Alleine für Europas Carsharing-Gesamtmarkt halten die Schwaben bis 2020 einen Umsatz von sieben Milliarden Euro für realistisch, sagte Henrich unter Berufung auf eine Studie des globalen Marktforschers Frost & Sullivan. Demnach könnte die Zahl der Kunden, die sich regelmäßig Mietautos für kürzere Strecken teilen, in Europa bis 2020 von heutzutage 700.000 auf dann etwa 15 Millionen Menschen wachsen.
Mit den eigenen Mobilitätsdienstleistungen rund ums Carsharing will Daimler 2014 auf rund 100 Millionen Euro Jahresumsatz kommen. Aktuelle Umsatzzahlen gibt der Konzern nicht bekannt. Ein Sechstel der aktuell 18 Daimler-Carsharing-Städte in Europa und Nordamerika schrieben inzwischen schwarze Zahlen. Die Namen der Orte nannte Henrich nicht. Er ließ aber durchblicken, dass die Städte, in denen die Angebote zuerst starteten, natürlich einen Vorsprung hätten. Das Projekt war vor rund vier Jahren im März 2009 in Ulm gestartet.
Rasante Zuwachsraten
Die Zuwachszahlen sind rasant: Ende 2011 waren bei Car2go 60.000 Kunden registriert, aktuell sind es laut Daimler 275.000. Bis Ende des laufenden Jahres sollen es mehr als eine halbe Million sein. Das mit den Kleinstwagen Smart laufende Angebot kostet pro Minute 0,29 Euro.

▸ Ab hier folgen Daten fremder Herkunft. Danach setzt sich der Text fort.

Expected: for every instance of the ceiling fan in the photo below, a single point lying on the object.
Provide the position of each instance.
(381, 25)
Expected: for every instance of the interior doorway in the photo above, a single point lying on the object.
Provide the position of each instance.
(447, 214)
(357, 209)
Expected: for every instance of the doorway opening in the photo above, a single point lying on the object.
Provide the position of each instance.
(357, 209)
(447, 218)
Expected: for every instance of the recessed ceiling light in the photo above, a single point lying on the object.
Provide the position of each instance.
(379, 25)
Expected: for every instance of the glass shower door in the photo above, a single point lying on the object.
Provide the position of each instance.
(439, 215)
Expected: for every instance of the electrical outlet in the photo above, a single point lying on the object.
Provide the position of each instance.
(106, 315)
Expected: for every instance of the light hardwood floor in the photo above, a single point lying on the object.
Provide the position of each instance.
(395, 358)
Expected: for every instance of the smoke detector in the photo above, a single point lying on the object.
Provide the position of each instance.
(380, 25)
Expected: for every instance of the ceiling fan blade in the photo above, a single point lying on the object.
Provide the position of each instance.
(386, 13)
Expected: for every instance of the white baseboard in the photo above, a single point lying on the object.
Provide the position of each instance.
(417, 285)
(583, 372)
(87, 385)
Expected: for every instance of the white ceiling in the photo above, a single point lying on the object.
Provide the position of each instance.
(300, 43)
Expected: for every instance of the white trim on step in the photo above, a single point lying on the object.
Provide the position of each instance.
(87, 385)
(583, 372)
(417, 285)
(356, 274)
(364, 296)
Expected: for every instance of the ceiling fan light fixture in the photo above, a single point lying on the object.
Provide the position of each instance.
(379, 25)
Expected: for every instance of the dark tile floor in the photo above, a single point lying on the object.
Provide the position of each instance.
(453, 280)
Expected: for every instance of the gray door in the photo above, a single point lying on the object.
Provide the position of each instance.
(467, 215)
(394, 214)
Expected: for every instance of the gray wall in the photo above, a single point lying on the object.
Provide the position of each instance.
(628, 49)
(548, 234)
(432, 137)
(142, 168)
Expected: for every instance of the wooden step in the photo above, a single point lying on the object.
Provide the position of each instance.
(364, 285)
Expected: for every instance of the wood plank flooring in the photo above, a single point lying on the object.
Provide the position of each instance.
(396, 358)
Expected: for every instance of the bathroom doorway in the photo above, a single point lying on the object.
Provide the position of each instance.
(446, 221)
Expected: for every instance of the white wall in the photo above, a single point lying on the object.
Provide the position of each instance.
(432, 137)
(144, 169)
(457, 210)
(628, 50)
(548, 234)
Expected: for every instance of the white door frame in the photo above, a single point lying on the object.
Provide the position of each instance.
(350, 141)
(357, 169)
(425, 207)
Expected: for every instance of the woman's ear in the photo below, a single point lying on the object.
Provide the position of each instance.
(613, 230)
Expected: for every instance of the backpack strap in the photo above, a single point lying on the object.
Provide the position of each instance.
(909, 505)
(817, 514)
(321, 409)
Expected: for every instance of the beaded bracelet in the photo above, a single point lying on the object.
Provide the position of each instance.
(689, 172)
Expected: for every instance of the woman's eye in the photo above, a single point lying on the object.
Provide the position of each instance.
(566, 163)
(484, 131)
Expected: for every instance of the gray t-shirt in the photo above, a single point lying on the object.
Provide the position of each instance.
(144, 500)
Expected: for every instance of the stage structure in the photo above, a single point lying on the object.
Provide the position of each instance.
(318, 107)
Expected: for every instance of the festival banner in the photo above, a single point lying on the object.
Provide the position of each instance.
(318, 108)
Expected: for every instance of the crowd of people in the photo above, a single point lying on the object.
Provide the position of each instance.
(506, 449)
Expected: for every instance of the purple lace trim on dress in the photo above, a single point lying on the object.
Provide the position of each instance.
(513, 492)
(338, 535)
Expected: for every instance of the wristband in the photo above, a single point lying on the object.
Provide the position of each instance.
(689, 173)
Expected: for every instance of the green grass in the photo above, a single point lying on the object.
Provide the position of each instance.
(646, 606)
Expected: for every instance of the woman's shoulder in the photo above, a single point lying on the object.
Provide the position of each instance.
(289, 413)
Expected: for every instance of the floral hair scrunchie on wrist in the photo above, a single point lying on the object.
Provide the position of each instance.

Anders als etwa beim Flinkster-Angebot der Bahn, das das hierzulande größte Carsharing-Netz für sich beansprucht, muss der Car2Go-Smart nicht an der Station zurückgegeben werden, wo der Kunde ihn auch abholte. Es reicht, einen der zugehörigen Parkplätze im Geltungsbereich anzusteuern. Daimler ist mit seinen Aktivitäten auf dem Gebiet nicht alleine. Auch BMW oder Volkswagen beispielsweise sind in dem neuen Geschäftsfeld unterwegs. Die Autobauer können auch gar nicht anders, wenn sie den lukrativen Markt nicht Akteuren wie Autovermietern oder der Herstellerkonkurrenz überlassen wollen.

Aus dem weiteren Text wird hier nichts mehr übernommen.